What’s wrong with the film is its lack of conviction. The filmmakers seem a little too pleased with themselves for having constructed and convicted this cad, and seem to think that they’ve done their job in having exposed him; there’s no real attempt to connect him to the world around him, meaning that the film’s power dissipates. In the end, the film is a little too Rod Serling for its own good, trading in cosmic retribution for a straw man and leaving us with a little piece of dogma to go home with. It’s not enough to destroy the film’s small achievement, but it’s enough to keep it in the category of “minor efforts.”

No such problem occurs with The Working Class Goes to Heaven, which is as outraged and explosive as Lady Killer is modest and obsequious. The film deals with a factory worker, Lulu (Gian Maria Volonte), who is so bitter and cynical that he identifies completely with his job. While this does nothing to endear him to his co-workers, who would like some regulations on the piece-work quotas that come down from management, nothing can stop Lulu from assuming the role of the machine and spitting bile back on his less conscientious colleagues. All of this changes when Lulu is wounded on the job and temporarily laid-off: he starts listening to the communists goading the workers outside of the factory and wondering if they don’t have a point.

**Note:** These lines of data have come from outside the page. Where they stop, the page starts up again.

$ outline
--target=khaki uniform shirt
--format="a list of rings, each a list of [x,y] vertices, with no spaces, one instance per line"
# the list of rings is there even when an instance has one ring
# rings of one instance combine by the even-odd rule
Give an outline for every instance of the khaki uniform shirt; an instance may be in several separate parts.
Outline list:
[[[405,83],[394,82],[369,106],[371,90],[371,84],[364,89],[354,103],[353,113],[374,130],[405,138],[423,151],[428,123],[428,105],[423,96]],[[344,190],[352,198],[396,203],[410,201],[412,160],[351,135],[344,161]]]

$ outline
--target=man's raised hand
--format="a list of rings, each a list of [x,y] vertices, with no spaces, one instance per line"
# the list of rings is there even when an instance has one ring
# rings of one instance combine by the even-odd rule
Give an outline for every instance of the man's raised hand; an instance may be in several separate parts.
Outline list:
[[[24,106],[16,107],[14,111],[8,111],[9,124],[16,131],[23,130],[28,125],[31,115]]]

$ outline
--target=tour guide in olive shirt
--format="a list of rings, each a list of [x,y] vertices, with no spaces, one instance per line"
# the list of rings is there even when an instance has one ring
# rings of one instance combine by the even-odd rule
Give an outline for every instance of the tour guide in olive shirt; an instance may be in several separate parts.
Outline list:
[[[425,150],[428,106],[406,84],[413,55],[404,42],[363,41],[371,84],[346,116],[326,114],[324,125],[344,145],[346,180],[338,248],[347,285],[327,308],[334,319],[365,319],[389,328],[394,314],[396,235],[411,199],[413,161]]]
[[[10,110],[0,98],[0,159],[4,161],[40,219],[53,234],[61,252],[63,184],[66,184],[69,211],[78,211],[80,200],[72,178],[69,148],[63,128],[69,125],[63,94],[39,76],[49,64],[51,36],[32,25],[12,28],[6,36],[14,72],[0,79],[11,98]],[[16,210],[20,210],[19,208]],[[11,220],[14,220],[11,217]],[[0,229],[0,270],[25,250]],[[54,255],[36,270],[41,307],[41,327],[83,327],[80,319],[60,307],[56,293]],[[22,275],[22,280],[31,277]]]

Petri had clearly gone through a transformation by this point, chucking the gentle finger-wagging of his debut for a more detailed analysis and a more urgent technique. As Lulu becomes a pawn, trapped in the triangle between the malevolent owners, the ineffectual union, and the self-serving radicals who would lead him to revolution, the film telescopes from the outer social mechanism to one of its cogs, and shows how the system works through the navigations of one of its most expendable members. Furthermore, it expresses, like no other film, the horrible monotony and misery of life on the assembly line, in which one is simply a machine that earns money and endures that fate no matter who pulls the strings. This is no mere “message” picture: it’s a bomb that goes off in your head.

And where the earlier film traded in a seamless naturalism, The Working Class Goes to Heaven is a barrage of shots that slap the viewer back into consciousness. Few images are as haunting as the dehumanized mass of workers walking down the path to the factory, or the montages that bring together Volonte and his machine: the lighting is a bilious yellow, further enhancing the sick atmosphere of the factory; his scenes at home are underlit to show his confusion in dealing with his common-law wife and her child. Structurally, it slams its scenes together with violent speed, overloading you with information and forcing you to assume the deer-in-the-headlights confusion of its hero–even composer Ennio Morricone is in on the act, contributing a score that lies somewhere between machine-press and machine-gun. The film is a non-stop, breakneck charge at the audience, and it stays with–some might say traumatizes–you longer than a Hollywood liberal number ever would.

I was unfamiliar with the work of Elio Petri until the Cinematheque Ontario’s current retrospective, so I can’t speak with any authority on his work. But if you were to choose from his films, I would put my money on something from the late-Sixties or later: On evidence of his debut as well as his Palme d’or winner, the engaged Petri is better than the merely engaging.